Uma enchente repentina atingiu, na manhã desta quarta-feira (26), a região do Himalaia próxima à fronteira entre o Nepal e o Tibete, na China, provocando destruição de grandes proporções e deixando mortos, feridos e centenas de pessoas desaparecidas. O desastre atingiu principalmente o distrito de Rasuwa, no Nepal, além da região de Gyirong, no lado tibetano. Como as operações de resgate ainda estão em andamento, os números de vítimas seguem sendo atualizados.
Segundo o balanço mais recente divulgado por autoridades nepalesas, pelo menos 31 pessoas morreram e outras 93 ficaram feridas no país. O Conselho de Turismo do Nepal informou ainda que 384 viajantes foram inicialmente registrados como desaparecidos nas áreas afetadas. Desse total, 291 são estrangeiros e 93 são nepaleses. A lista ainda está sendo conferida pelas autoridades, e o número pode mudar.
Entre os estrangeiros desaparecidos estão 142 indianos, 17 malaios, 12 britânicos, quatro sul-africanos, três americanos, um australiano e um holandês. Também há pessoas de nacionalidade ainda não identificada na relação preliminar. Muitos dos desaparecidos estavam na região em viagens turísticas ou peregrinações com destino ao monte Kailash, no Tibete.
A tragédia começou após uma enorme quantidade de lama e rochas atingir o curso de um rio na região fronteiriça. Uma das principais hipóteses investigadas é que um terremoto de magnitude 4,4 tenha provocado uma avalanche de gelo e rochas, bloqueando o rio Lhende Khola. A água acumulada teria posteriormente avançado com grande força pelo vale, provocando a enxurrada. As autoridades ainda investigam as causas exatas do desastre.
O volume de água atingiu comunidades, casas, estradas, pontes, veículos e instalações de geração de energia. No Nepal, áreas próximas aos rios Bhote Koshi e Trishuli foram especialmente afetadas. Imagens divulgadas pelas autoridades mostram a força da correnteza carregando estruturas e grandes quantidades de lama e detritos.
Do outro lado da fronteira, no Tibete, um deslizamento de terra atingiu o porto de Gyirong, importante ponto de passagem entre China e Nepal. O local teve estradas, sistemas de comunicação e fornecimento de energia afetados. Autoridades chinesas relataram um número elevado de vítimas e pessoas desaparecidas, mas ainda não havia um balanço definitivo separado para a região.
A situação também provocou impactos no fornecimento de energia do Nepal.
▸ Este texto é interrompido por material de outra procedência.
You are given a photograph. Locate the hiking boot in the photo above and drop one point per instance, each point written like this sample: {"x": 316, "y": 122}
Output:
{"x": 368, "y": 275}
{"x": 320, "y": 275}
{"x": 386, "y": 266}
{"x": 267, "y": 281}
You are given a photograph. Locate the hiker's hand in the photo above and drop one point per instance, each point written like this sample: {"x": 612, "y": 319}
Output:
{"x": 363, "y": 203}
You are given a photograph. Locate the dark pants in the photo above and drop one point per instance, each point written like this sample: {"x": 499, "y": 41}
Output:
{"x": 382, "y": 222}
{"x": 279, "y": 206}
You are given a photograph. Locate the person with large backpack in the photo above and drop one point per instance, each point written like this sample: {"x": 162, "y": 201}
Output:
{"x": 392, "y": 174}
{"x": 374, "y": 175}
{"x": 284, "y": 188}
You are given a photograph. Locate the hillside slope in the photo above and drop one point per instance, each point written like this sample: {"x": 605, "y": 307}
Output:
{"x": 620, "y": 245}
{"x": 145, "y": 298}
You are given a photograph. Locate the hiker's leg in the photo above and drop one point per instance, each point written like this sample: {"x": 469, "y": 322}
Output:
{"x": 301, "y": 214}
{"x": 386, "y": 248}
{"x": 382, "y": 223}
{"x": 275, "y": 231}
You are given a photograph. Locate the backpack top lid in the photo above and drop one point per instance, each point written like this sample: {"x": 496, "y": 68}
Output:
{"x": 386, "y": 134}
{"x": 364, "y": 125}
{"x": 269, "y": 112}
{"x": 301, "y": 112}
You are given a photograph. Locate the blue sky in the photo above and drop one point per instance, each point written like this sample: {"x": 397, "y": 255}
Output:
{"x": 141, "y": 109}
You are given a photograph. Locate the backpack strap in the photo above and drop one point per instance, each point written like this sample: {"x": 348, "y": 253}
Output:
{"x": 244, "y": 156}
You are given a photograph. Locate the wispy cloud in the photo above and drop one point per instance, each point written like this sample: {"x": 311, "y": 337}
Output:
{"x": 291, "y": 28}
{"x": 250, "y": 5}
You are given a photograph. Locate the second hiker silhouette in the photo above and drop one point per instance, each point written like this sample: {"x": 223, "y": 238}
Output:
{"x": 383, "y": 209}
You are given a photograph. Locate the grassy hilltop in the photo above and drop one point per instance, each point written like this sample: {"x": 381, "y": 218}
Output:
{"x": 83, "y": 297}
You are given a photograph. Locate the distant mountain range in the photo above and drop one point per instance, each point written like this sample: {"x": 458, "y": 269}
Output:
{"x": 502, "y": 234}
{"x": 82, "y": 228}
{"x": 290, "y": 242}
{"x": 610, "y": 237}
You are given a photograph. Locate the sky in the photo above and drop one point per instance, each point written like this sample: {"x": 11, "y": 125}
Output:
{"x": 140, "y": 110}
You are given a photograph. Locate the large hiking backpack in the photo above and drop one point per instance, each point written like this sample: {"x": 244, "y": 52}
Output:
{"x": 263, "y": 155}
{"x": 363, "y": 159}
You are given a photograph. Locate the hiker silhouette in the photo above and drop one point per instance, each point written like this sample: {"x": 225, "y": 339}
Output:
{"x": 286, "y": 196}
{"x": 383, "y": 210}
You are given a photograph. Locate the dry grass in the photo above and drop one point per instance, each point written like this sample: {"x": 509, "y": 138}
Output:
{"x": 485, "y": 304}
Segundo informações divulgadas nesta quarta-feira, estruturas relacionadas à geração hidrelétrica foram danificadas, afetando cerca de 430 megawatts de capacidade. A destruição de estradas e pontes também dificultou o deslocamento das equipes de emergência e o acesso às comunidades isoladas.
As operações de busca e salvamento foram mobilizadas pelo governo nepalês, com participação do Exército e da polícia. Helicópteros foram enviados para auxiliar no resgate e na retirada de pessoas de áreas de risco, mas as condições climáticas, o nível elevado dos rios e a destruição da infraestrutura têm dificultado os trabalhos. Até o momento, dezenas de pessoas já foram resgatadas.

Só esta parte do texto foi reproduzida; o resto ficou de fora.